I think your boy needs a full face helmet now to go with the Mad Max theme color.


----------



## imaiami (Jul 18, 2008)

:thumbsup: . 
no one else got any cool kids bikes?


----------



## Demo9 (Nov 20, 2006)

Here's my sons. DK sealed bearing hubs, Custom cranks and bottom bracket, Disc brake


----------



## imaiami (Jul 18, 2008)

Badarssse....you take the cake....
how old's the little one?


----------



## MrCookie (Apr 24, 2005)

*12 inchers*

Here's my 3yo in her spiderman outfit on her half-pint sized bike.

Next pic is of my 12 in bike "Misty". That seatpost is actually an old flat steel 22.X mm handlebar that had some funky bends and no bulge in the middle.

I today had to make "Misty" fit Riley (swapped out the ape hangers for someflat bars, and put a small post/saddle back in) because we left her bike out at the house we are house-sitting at.
She was still ripping up the neighborhood on that choppered out sh!itbox.

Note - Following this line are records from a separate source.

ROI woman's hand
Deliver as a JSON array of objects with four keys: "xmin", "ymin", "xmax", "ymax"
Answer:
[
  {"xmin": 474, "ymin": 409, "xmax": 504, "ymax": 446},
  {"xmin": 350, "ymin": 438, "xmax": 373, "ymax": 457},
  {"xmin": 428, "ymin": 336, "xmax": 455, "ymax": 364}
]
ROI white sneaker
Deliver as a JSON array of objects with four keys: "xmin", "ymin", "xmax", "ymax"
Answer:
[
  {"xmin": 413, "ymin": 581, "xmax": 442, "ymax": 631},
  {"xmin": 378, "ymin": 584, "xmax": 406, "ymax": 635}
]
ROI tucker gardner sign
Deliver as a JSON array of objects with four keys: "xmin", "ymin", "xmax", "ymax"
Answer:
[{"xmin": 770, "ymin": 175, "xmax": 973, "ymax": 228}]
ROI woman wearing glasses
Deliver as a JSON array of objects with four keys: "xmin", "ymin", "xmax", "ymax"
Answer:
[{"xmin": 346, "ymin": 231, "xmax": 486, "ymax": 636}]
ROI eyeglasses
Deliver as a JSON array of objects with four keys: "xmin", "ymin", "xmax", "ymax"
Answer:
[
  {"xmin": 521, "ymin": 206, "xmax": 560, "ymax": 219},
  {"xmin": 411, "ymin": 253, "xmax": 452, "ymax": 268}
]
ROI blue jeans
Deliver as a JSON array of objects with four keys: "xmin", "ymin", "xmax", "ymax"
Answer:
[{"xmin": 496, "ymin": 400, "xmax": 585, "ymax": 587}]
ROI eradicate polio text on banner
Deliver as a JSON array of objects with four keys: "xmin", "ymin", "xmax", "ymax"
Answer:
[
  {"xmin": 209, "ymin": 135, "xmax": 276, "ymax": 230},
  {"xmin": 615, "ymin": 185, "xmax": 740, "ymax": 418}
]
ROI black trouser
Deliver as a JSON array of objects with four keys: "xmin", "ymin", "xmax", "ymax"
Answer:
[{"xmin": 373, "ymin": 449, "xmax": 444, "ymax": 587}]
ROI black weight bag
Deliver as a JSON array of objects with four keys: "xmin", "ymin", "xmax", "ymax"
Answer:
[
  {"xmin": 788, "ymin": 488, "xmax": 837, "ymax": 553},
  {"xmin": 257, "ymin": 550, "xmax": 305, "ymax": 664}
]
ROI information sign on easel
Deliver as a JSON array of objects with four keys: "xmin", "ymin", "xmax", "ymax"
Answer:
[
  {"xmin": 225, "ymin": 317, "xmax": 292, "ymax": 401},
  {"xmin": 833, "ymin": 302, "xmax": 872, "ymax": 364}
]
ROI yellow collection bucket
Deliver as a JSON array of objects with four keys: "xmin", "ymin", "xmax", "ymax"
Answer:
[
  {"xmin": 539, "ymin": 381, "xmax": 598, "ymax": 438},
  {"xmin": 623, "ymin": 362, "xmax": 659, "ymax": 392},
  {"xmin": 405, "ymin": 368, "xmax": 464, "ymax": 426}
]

All that said, you guys have built some damn fine bikes for you kids. I obviously need to get my act together and ditch the clown bike in favor of something bad-A.


----------



## cth978 (Feb 9, 2009)

imaiami said:


> here's my kiddo's....
> haro z12, he's 3 1/2, t-one 30t sprocket, haro slim bar, odyssey brake setup, odyssey hazard cassette hub rr w/ 2 piece driver 14t cog


Dam that little bike has 14mm dropouts??? Your garage looks just like mine...A BIG MESS!!!!


----------